Wednesday, February 27, 2013

The season of pine cones.

February 27.

A week or two ago I brought home a handsome pitch pine cone which had freshly fallen and was closed perfectly tight. It was put into a table drawer. To-day I am agreeably surprised to find that it has there dried and opened with perfect regularity, filling the drawer, and from a solid, narrow, and sharp cone, has become a broad, rounded, open one, -- has, in fact, expanded with the regularity of a flower's petals into a conical flower of rigid scales, and has shed a remarkable quantity of delicate-winged seeds. 

Each scale, which is very elaborately and perfectly constructed, is armed with a short spine, pointing downward, as if to protect its seed from squirrels and birds. That hard closed cone, which defied all violent attempts to open it has thus yielded to the gentle persuasion of warmth and dryness. The expanding of the pine cones, that, too, is a season.

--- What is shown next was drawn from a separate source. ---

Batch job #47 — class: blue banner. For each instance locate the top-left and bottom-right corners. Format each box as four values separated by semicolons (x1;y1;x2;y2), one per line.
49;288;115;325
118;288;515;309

H. D. Thoreau, Journal, February 27, 1853

The expanding of the pine cones ... is a season. See February 22, 1855 ("Pitch pine cones must be taken from the tree at the right season, else they will not open or “blossom” in a chamber.")
 

Saturday, February 23, 2013

Men of the woods.

February 23. 

I think myself in a wilder country, 
and a little nearer to primitive times,
when I read in old books 
which spell the word savages with an "l

   (salvages), 

like John Smith's 

"General Historie of Virginia," 
reminding me of 
the derivation of the word from

   sylva. 

There is some of the wild wood
and its bristling branches
still left in their language.
The savages they described
are really salvages,

Men of the woods.

H. D. Thoreau, Journal
February 23, 1853 

Wednesday, February 13, 2013

In the falling and driving snow


February 13.

February 13, 2017
In the midst of the snow-storm on Sunday (to-day), I am called to window to see a dense flock of snowbirds on and under the pigweed in the garden. It was so in the other storm. I have not observed them in the garden at any other time this winter. They come with the storm, the falling and driving snow. 

H. D. Thoreau, Journal, February 13, 1853

I am called to window to see a dense flock of snowbirds on and under the pigweed in the garden . See January 2, 1856 ("I see, near the back road and railroad, a small flock of eight snow buntings feeding on the the seeds of the pigweed.”); January 19, 1855 (“At noon it is still a driving snow-storm, and a little flock of redpolls is busily picking the seeds of the pigweed in the garden.”);  February 9, 1855 ("I was so sure this storm would bring snowbirds into the yard that I went to the window at ten to look for them, and there they were. “); February 10, 1855 ("t is worth the while to let some pigweed grow in your garden, if only to attract these winter visitors.") See also A Book of the Seasons,  by Henry Thoreau, Winter BirdsA Book of the Seasons,  by Henry Thoreau, the Snow Bunting

Tuesday, February 5, 2013

A thick fog.



February 5.

February 5, 2012

A thick fog. The trees and woods look well through it. You are inclined to walk in the woods for objects. They are draped with mist, and you hear the sound of it dripping from them. 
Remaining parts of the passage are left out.